It’s been a few weeks since my last blog post, the advent of the summer holidays and the completion and submission of my PhD has been the immediate priority. More to come on my relief that my PhD is now done and dusted, just awaiting the viva date!
However today I wanted to write about something a little different. In this blog post I want to talk about my own anecdotal experiences on the key advantages and disadvantages of buying everyone in an organisation iPads.
A few years ago the Dean of the Business school purchased for every employee an iPad, which at the time was a significant investment. It was not an off the cuff purchase, there was a clear implementation plan and all staff were fully trained on how best to utilise the iPads as part of their workflow.During the implementation phase and just after the training phase I monitored the usage of 10 academic members of staff to try and understand how they have benefitted from using an iPad.
Initially there was the novelty phase. For the first few weeks many staff liked having the iPads and a lot of time was spent in getting used to the screen and the different types of apps available.
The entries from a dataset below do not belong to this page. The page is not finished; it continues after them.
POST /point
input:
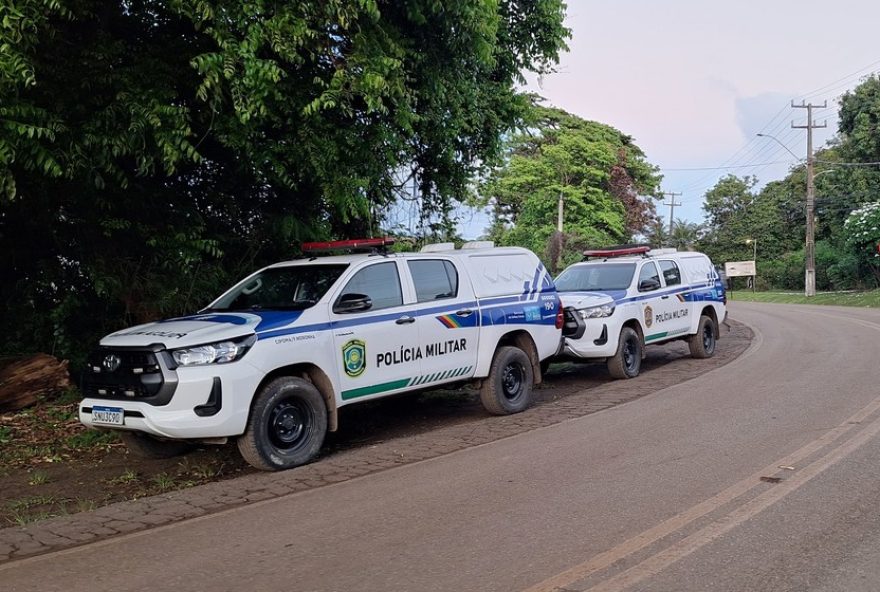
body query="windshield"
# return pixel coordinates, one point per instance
(596, 277)
(295, 287)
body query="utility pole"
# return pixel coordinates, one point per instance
(810, 247)
(671, 204)
(559, 213)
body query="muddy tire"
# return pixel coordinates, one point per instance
(508, 388)
(702, 343)
(627, 360)
(146, 446)
(286, 427)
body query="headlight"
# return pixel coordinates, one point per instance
(221, 352)
(597, 312)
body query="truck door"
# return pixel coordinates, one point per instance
(376, 333)
(681, 309)
(449, 325)
(659, 307)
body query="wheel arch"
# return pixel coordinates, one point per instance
(636, 326)
(710, 312)
(317, 377)
(523, 340)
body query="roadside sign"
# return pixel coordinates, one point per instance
(739, 268)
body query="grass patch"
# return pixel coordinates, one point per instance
(38, 478)
(867, 299)
(128, 476)
(91, 439)
(26, 510)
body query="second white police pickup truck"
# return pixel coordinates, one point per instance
(271, 361)
(622, 299)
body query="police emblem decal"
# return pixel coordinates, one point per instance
(354, 357)
(111, 363)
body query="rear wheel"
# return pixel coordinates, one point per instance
(702, 344)
(287, 425)
(146, 446)
(627, 360)
(508, 388)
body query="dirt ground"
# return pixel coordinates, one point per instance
(50, 465)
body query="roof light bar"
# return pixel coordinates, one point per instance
(357, 244)
(618, 251)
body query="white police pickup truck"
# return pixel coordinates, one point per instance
(272, 360)
(621, 299)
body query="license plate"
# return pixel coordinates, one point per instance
(108, 415)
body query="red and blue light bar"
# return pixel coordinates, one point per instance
(348, 245)
(618, 251)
This time was spent in downloading the BBC iPlayer and perusing candy crush etc. Here experimentation was the key element with academics and admin staff trying to find a happy medium. This initial experimentation lead to academics finding some novel apps to help with research and teaching, apps such as EasyBib and Evernote were found to be especially useful.
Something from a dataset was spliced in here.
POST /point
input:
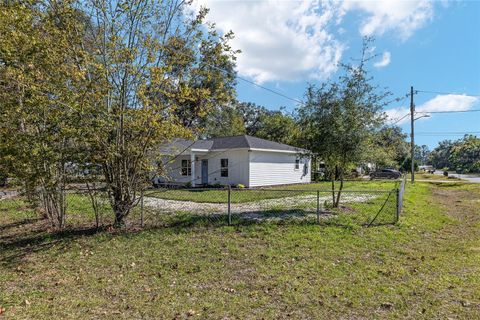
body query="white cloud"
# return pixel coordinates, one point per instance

The next stage was what I like to call the “why can’t it do this” conundrum. Once academics and admin members of staff became comfortable with the system the next issue was changing the mindset of the user to understand that tablets do not work in the same way as normal desktop PC’s. Some of the main complaints include:
- How do I get Microsoft Word? – while this is no longer a problem, two years ago Microsoft and Apple were in fierce competition with each other and hence there was no office.
- Where do I put my USB stick? – Apple in its quest to minimalise everything removed all USB drives. This makes the tablet lighter and thinner. Hence the focus is now on cloud based file systems. For some academic members of staff this was a deal breaker and they struggled to understand how systems such as dropbox and Google drive could replace the USB.
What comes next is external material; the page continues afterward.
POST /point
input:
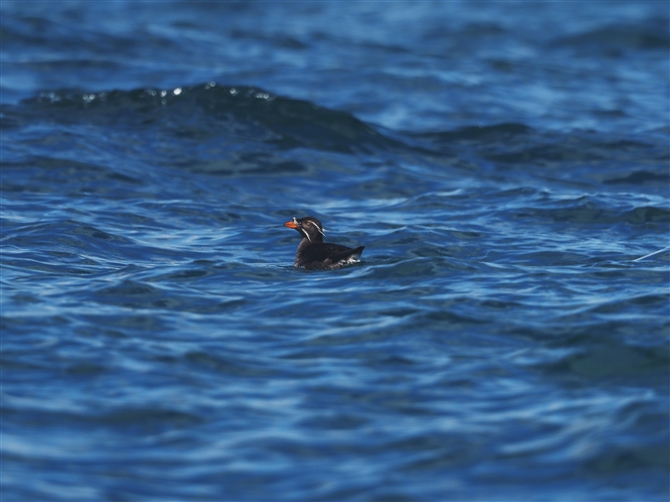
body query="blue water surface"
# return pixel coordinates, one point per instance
(505, 335)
The final stage was the everyday usage of the iPad. Once the dust has settled I noticed that 90% of the academics and admin settled on the usage of three main apps, this was the email, calendar and the notes applications. Now one of the most common complaints by staff is that they feel they are constantly switched on and they have a compulsion to continually check their email on weekends, evenings and while on annual leave. This also had the negative effect of academics checking emails in meetings.
Hence the conclusion is that while staff initially enjoyed having iPads this became a problem after a few months. The portability of the iPad made it difficult for academics to switch of in the evenings and during their own time, Ipads do require a certain level of discipline.